The value is actually initialized in init/main.c in the start_kernel() function by calling boot_init_stack_canary() from arch/x86/include/asm/stackprotector.h. This happens when the kernel starts:

/* ~ arch/x86/include/asm/stackprotector.h:60 @ linux-4.11.3 */
...

static __always_inline void boot_init_stack_canary(void)
{
	u64 canary;
	u64 tsc;

#ifdef CONFIG_X86_64
	BUILD_BUG_ON(offsetof(union irq_stack_union, stack_canary) != 40);
#endif
	/*
	 * We both use the random pool and the current TSC as a source
	 * of randomness.
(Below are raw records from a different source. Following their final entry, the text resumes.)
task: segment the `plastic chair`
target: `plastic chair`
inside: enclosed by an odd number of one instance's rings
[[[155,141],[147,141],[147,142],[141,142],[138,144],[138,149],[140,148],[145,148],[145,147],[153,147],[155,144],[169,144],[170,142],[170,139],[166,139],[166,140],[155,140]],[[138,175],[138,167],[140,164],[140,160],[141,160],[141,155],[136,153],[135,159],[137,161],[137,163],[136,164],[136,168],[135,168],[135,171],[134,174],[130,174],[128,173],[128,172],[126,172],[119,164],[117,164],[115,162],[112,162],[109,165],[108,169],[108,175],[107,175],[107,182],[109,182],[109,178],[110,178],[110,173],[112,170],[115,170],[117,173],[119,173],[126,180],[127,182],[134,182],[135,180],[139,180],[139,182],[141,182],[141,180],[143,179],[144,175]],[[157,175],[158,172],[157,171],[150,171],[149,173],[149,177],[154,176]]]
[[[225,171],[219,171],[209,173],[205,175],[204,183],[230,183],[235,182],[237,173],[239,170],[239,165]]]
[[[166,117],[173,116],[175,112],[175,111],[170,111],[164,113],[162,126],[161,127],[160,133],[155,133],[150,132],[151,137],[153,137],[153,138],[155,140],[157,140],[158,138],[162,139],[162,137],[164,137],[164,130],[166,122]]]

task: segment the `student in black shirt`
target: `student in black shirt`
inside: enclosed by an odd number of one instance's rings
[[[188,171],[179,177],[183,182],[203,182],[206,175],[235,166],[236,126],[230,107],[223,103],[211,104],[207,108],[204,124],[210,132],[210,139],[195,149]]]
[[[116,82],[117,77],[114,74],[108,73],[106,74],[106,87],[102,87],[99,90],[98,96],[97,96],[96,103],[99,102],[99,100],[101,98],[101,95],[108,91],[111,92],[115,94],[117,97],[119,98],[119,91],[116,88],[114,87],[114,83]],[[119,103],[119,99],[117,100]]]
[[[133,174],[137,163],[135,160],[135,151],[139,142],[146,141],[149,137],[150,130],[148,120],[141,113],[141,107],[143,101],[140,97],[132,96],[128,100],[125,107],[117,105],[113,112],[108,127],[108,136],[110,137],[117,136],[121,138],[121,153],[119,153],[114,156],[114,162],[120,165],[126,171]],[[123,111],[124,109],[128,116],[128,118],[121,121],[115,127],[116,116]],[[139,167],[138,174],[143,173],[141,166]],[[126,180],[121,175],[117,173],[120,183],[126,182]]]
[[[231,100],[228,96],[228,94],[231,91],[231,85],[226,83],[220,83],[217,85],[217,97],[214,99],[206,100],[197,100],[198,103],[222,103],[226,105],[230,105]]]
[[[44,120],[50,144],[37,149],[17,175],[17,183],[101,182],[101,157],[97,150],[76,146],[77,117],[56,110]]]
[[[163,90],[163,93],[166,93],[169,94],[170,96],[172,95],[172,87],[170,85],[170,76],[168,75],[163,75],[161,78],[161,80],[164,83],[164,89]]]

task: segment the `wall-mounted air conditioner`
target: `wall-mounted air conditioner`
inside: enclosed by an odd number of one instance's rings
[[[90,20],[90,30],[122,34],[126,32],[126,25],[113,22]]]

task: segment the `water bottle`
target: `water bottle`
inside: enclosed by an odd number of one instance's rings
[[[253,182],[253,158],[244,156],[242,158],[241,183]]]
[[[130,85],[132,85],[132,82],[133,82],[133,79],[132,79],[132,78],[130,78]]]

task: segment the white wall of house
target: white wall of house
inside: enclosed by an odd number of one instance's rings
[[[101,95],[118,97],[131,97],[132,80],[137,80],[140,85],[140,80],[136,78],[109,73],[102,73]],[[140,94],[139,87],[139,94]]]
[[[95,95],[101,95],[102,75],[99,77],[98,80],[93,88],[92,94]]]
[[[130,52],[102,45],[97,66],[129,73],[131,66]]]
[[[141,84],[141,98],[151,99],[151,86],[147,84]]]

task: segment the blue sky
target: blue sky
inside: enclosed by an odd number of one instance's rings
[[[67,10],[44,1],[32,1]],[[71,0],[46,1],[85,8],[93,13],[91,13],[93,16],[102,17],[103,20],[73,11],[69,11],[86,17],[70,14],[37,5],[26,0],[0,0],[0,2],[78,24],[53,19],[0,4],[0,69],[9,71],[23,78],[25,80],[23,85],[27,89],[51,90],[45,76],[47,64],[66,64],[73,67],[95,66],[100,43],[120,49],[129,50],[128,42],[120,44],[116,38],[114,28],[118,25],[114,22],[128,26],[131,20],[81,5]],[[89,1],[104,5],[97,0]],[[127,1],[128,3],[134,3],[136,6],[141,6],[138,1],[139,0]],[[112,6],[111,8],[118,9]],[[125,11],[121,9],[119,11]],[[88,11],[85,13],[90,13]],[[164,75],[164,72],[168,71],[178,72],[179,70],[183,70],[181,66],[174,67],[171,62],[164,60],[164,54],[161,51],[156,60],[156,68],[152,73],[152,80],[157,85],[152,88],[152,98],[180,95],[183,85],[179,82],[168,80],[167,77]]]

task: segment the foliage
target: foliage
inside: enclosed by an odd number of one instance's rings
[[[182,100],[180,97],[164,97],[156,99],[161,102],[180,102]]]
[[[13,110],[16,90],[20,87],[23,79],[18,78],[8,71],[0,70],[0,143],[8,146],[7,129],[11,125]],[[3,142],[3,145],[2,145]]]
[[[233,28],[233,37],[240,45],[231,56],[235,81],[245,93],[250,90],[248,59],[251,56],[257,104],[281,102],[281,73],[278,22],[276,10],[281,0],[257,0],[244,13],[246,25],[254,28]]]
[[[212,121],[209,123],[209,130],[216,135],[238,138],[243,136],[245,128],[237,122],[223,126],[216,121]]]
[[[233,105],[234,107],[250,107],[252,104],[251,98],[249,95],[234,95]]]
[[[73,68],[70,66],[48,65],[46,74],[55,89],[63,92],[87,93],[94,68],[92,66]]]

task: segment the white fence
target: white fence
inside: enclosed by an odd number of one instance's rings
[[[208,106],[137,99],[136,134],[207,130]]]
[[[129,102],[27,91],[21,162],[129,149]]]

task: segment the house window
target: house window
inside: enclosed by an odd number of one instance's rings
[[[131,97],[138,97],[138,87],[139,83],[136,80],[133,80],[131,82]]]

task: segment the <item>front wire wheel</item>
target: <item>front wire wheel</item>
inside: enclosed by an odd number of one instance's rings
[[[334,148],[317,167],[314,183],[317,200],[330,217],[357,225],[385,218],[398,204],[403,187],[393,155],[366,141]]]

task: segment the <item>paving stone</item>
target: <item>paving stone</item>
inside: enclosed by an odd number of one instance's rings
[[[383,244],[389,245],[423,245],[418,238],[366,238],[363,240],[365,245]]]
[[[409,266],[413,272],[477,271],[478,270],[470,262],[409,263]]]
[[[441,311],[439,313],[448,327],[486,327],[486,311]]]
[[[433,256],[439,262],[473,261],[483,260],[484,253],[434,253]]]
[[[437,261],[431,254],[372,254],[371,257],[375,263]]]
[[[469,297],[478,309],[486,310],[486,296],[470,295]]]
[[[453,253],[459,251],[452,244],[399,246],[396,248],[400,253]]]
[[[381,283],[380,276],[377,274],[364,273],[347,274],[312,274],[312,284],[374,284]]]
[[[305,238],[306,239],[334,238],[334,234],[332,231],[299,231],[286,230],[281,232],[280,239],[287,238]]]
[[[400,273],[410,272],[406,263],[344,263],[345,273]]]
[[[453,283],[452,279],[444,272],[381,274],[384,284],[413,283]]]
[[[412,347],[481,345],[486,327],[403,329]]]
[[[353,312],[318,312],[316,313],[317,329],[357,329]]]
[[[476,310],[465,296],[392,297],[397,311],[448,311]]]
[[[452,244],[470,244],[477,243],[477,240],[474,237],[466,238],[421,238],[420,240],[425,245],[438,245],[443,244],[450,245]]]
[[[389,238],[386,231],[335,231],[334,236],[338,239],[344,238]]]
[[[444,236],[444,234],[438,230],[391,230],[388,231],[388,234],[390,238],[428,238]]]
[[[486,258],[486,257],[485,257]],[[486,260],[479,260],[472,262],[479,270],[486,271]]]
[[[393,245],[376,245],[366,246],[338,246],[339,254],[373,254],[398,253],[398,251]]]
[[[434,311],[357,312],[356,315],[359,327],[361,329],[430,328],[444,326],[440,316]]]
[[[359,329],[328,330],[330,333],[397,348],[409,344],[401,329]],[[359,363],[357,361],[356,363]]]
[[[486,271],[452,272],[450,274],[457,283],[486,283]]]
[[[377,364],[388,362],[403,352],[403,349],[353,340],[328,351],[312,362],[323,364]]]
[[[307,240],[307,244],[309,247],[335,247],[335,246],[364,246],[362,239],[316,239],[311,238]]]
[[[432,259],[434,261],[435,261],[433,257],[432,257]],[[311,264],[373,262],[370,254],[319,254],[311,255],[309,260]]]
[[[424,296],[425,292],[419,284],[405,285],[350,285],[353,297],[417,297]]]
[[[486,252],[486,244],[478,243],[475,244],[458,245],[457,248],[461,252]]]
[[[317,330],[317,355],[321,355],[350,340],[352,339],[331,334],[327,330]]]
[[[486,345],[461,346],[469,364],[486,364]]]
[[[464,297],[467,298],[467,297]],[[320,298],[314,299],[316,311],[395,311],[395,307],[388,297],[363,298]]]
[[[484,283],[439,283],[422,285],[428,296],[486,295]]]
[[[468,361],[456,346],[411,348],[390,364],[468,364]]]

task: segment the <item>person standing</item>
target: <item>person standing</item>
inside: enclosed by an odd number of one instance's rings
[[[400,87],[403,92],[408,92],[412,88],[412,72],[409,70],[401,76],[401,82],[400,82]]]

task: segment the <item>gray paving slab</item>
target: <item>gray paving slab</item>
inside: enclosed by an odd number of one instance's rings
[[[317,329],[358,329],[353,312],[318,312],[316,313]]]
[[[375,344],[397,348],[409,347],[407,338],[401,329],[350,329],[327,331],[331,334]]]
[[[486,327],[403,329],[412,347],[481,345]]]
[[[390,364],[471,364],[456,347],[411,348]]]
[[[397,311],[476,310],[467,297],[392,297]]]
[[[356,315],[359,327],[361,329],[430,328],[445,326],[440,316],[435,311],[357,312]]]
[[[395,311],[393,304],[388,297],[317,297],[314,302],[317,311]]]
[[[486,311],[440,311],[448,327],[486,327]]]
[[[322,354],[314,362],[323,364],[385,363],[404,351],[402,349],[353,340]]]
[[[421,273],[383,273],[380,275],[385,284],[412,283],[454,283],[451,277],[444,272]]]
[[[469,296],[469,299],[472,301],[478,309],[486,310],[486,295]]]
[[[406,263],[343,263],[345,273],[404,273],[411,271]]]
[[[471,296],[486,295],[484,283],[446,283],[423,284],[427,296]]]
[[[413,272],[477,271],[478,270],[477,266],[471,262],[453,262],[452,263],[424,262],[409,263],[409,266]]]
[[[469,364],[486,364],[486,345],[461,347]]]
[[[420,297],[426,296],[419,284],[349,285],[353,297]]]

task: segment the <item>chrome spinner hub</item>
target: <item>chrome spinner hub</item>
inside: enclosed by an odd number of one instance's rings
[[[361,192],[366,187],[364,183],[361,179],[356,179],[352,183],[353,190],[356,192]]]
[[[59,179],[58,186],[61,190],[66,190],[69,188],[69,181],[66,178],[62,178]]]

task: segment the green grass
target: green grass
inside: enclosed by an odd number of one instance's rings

The TSC only matters for very early init,
	 * there it already has some randomness on most systems. Later
	 * on during the bootup the random pool has true entropy too.
	 */
	get_random_bytes(&canary, sizeof(canary));
	tsc = rdtsc();
	canary += tsc + (tsc << 32UL);

	current->stack_canary = canary;
#ifdef CONFIG_X86_64
	this_cpu_write(irq_stack_union.stack_canary, canary);
#else
	this_cpu_write(stack_canary.canary, canary);
#endif
}

...

Presumably this is how the references to %fs:0x28 in the disassembly work. I actually don't know how the segment registers work, so I guess I 'ought to let stackprotector.h speak for itself here:

/*
 * GCC stack protector support.
 *
 * Stack protector works by putting predefined pattern at the start of
 * the stack frame and verifying that it hasn't been overwritten when
 * returning from the function.  The pattern is called stack canary
 * and unfortunately gcc requires it to be at a fixed offset from %gs.
 * On x86_64, the offset is 40 bytes and on x86_32 20 bytes.  x86_64
 * and x86_32 use segment registers differently and thus handles this
 * requirement differently.
 *
 * On x86_64, %gs is shared by percpu area and stack canary.  All
 * percpu symbols are zero based and %gs points to the base of percpu
 * area.  The first occupant of the percpu area is always
 * irq_stack_union which contains stack_canary at offset 40.  Userland
 * %gs is always saved and restored on kernel entry and exit using
 * swapgs, so stack protector doesn't add any complexity there.
 *
 * On x86_32, it's slightly more complicated.  As in x86_64, %gs is
 * used for userland TLS.  Unfortunately, some processors are much
 * slower at loading segment registers with different value when
 * entering and leaving the kernel, so the kernel uses %fs for percpu
 * area and manages %gs lazily so that %gs is switched only when
 * necessary, usually during task switch.
 *
 * As gcc requires the stack canary at %gs:20, %gs can't be managed
 * lazily if stack protector is enabled, so the kernel saves and
 * restores userland %gs on kernel entry and exit.  This behavior is
 * controlled by CONFIG_X86_32_LAZY_GS and accessors are defined in
 * system.h to hide the details.
 */

Topics for Next Time

I think the next post might actually proceed with exploitation in the face of some of the mitigations explored here (probably not all of them at once). There will most likely be some discussion about ret2libc, and potentially some really bad attempts at return-oriented programming (although we'll see how that goes).